The King of the Monsters has his cinema dominance challenged by hit anime Your Name, and it won’t be the first time he’s been defeated by a movie with that title.
Following the highly anticipated theatrical release of Shin Godzilla in late July, the King of the Monsters is getting more media and popular attention in Japan than he has in decades. While he never completely went away, the heavy, mature approach taken by new-to-the-series director Hideaki Anno has made Godzilla pop culturally significant in a way that’s reminiscent of his 1954 debut.
Just how successful has the movie been? As of September 4, 38 days after its release, Shin Godzilla has pulled in six billion yen (US$58.2 million) in box office revenue, more than any other domestically produced live-action film this year. The final tally is expected to break 7 billion, which would be more than 2016’s top earner so far, the newest Detective Conan anime movie, which was released in April and took in 6.4 billion yen in ticket sales.
And yet, it’s looking doubtful that, when the dust settles, Shin Godzilla will be the number-one domestic movie in Japan for 2016. Your Name, the newest theatrical feature from anime director Makoto Shinkai, debuted on August 26. In just 10 days, the film has raked in 3.8 billion (as of September 4). In other words, Your Name has made almost two-thirds as much as Shin Godzilla despite the kaiju movie having a one-month-plus head start.
▼ The trailer for Shinkai’s Your Name
With that sort of momentum, analysts are saying the anime could break the eight or even nine-billion yen mark, so it looks like Godzilla is going to be defeated by Your Name. Really, though, kaiju historians should have seen this outcome coming, since it’s almost exactly what happened 62 years ago.

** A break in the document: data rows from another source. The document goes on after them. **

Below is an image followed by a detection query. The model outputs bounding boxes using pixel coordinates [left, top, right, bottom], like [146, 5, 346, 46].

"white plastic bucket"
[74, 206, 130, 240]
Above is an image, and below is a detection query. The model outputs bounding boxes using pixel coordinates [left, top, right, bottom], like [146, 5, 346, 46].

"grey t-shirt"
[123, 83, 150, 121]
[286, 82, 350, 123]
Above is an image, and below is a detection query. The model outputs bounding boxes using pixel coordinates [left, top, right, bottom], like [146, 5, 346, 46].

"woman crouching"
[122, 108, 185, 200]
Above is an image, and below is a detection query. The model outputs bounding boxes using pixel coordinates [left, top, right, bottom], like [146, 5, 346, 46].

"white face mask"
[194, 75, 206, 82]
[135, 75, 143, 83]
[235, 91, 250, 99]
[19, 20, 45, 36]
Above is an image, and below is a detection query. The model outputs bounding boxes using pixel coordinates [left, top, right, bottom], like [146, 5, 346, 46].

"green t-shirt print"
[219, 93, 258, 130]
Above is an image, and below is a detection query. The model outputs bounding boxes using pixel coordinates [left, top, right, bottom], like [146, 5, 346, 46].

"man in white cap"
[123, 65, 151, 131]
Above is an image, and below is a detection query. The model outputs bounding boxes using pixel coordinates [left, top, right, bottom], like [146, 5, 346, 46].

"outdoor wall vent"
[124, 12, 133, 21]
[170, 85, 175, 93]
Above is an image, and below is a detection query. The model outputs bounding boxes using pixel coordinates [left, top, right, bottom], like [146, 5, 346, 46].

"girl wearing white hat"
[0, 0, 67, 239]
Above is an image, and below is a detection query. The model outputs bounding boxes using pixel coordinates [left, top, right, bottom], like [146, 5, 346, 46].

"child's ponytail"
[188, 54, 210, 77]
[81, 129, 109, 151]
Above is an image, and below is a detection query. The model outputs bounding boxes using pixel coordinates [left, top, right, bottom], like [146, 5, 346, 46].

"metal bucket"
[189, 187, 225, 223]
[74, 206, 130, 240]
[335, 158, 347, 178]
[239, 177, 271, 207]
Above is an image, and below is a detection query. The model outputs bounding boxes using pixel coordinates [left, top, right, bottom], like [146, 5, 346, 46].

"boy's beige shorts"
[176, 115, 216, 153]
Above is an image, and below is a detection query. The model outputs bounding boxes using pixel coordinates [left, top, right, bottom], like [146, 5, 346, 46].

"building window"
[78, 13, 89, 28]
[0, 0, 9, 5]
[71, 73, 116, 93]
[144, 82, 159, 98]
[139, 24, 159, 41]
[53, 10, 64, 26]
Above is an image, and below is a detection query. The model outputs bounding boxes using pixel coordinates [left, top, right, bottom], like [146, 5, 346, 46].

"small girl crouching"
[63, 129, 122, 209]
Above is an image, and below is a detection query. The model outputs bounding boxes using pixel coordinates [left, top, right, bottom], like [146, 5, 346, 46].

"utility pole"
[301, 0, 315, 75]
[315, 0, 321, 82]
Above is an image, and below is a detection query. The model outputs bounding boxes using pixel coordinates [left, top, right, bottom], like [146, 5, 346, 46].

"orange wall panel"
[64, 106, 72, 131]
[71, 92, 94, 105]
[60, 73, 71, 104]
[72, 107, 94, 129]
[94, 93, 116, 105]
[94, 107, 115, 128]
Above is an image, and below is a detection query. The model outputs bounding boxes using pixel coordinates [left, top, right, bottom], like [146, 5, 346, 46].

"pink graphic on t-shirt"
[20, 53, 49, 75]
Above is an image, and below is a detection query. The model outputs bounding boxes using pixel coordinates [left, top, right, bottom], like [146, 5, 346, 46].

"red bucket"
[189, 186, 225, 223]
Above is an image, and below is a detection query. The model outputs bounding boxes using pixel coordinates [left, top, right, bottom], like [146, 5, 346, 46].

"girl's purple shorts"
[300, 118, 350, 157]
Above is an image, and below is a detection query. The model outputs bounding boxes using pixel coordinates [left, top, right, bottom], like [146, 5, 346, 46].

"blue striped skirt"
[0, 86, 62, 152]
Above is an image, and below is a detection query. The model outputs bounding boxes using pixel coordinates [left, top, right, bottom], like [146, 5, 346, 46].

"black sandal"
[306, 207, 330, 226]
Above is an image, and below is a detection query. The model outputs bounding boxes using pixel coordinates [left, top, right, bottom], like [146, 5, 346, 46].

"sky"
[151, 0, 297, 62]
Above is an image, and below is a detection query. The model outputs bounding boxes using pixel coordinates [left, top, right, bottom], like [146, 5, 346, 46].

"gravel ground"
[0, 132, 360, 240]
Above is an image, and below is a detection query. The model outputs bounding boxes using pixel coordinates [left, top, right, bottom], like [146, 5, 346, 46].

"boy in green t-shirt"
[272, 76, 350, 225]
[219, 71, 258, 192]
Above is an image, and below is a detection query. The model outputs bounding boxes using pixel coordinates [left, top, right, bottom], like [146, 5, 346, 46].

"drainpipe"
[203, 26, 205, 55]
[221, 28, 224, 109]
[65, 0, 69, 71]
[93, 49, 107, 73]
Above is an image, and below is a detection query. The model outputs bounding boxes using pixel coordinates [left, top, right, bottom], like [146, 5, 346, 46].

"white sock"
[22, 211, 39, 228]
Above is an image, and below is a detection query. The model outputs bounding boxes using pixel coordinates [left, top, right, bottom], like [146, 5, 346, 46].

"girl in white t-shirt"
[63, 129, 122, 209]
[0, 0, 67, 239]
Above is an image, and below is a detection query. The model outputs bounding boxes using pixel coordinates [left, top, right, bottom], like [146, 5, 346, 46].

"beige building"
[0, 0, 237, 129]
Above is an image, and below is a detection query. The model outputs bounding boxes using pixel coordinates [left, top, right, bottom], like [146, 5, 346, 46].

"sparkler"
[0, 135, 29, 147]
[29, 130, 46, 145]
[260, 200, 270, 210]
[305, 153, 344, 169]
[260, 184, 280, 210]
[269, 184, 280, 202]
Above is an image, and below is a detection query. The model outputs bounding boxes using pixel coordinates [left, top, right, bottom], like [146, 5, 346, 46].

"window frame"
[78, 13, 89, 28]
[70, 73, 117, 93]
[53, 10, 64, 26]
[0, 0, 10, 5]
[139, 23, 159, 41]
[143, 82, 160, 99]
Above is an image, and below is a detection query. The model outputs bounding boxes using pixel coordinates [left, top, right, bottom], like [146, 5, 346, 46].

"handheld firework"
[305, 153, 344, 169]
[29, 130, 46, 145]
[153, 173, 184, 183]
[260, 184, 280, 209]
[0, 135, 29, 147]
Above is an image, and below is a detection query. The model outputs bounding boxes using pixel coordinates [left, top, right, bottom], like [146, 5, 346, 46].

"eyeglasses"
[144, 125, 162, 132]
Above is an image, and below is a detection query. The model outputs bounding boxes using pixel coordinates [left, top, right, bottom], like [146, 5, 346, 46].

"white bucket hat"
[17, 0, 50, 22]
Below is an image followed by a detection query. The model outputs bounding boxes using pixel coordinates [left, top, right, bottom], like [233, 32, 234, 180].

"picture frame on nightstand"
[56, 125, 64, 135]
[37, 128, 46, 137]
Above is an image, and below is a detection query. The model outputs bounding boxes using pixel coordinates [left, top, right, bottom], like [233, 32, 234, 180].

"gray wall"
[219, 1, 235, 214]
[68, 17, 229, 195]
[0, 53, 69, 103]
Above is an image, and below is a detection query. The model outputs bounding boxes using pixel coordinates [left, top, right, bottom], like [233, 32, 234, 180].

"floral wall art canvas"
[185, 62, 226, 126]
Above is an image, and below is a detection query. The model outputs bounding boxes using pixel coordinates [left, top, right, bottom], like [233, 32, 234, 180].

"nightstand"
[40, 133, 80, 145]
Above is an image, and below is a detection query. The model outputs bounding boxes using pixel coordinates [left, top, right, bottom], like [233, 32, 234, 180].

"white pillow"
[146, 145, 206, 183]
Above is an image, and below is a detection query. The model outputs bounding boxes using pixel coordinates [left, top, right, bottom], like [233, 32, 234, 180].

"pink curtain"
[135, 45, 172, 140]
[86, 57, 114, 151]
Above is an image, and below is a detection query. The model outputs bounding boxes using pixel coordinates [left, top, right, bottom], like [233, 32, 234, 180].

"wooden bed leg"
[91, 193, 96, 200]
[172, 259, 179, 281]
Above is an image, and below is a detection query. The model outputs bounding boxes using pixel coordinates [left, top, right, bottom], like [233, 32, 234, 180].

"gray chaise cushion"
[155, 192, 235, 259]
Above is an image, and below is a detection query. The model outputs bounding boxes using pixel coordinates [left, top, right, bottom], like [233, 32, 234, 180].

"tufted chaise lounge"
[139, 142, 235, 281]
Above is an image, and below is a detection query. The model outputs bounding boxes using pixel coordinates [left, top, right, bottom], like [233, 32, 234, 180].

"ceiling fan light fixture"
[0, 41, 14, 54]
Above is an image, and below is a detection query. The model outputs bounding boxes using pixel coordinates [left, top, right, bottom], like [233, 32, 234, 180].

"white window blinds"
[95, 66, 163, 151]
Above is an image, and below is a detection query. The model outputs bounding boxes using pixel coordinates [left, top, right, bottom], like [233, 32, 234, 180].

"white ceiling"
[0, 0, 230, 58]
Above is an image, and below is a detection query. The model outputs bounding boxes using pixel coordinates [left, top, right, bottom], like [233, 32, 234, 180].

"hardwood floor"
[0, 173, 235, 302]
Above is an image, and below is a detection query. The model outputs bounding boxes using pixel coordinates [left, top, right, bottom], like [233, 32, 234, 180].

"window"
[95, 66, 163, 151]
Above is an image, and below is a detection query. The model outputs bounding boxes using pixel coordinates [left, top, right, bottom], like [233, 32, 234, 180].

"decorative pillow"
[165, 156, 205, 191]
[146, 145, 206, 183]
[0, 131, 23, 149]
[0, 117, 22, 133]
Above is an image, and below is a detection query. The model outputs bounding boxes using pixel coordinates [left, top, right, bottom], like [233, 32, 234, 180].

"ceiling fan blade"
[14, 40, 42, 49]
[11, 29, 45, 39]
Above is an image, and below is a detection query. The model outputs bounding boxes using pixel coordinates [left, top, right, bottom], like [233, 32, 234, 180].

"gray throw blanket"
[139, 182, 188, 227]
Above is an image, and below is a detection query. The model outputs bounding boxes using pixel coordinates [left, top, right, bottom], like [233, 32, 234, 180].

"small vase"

Back in 1954, when Godzilla was rampaging on the silver screen for the very first time, the Japanese film industry didn’t measure box office revenue. It did, though, keep track of the distribution fees that movies earned, and the original Godzilla produced an impressive 1.6 billion yen for its studio. Still, that was less than half of the 3.3 billion yen for 1954’s top domestic movie. And what was that movie’s title?
While the Shinkai anime has no official connection to the 1954 live-action hit (which was the culmination of a trilogy), the two films have the exact same Japanese title, Kimi no Na ha, which translates to “Your Name.” Both movies to bear the Your Name title also focus on a trepidatious romance between a man and woman who feel an undeniable attraction, yet can’t easily be with one another (although it’s the chaos of World War II-era Japan that gets in the would-be lovers’ way in the live-action Your Name, as opposed to science-fiction body swapping in the anime).
Historic precedent or not, 2016’s increasingly likely surprise upset has to be a little vexing for the Shin Godzilla team, since for a while it looked like nothing was going to steal their thunder. On the plus side, both the new kaiju movie and Shinkai anime come from distributer Toho, so in a lot of ways, the situation is really a win-win. Still, if Godzilla’s handlers want the big guy to reign over all domestic competition at the box office, they might want to make sure that any sequel plans they have don’t overlap with yet another movie called Your Name.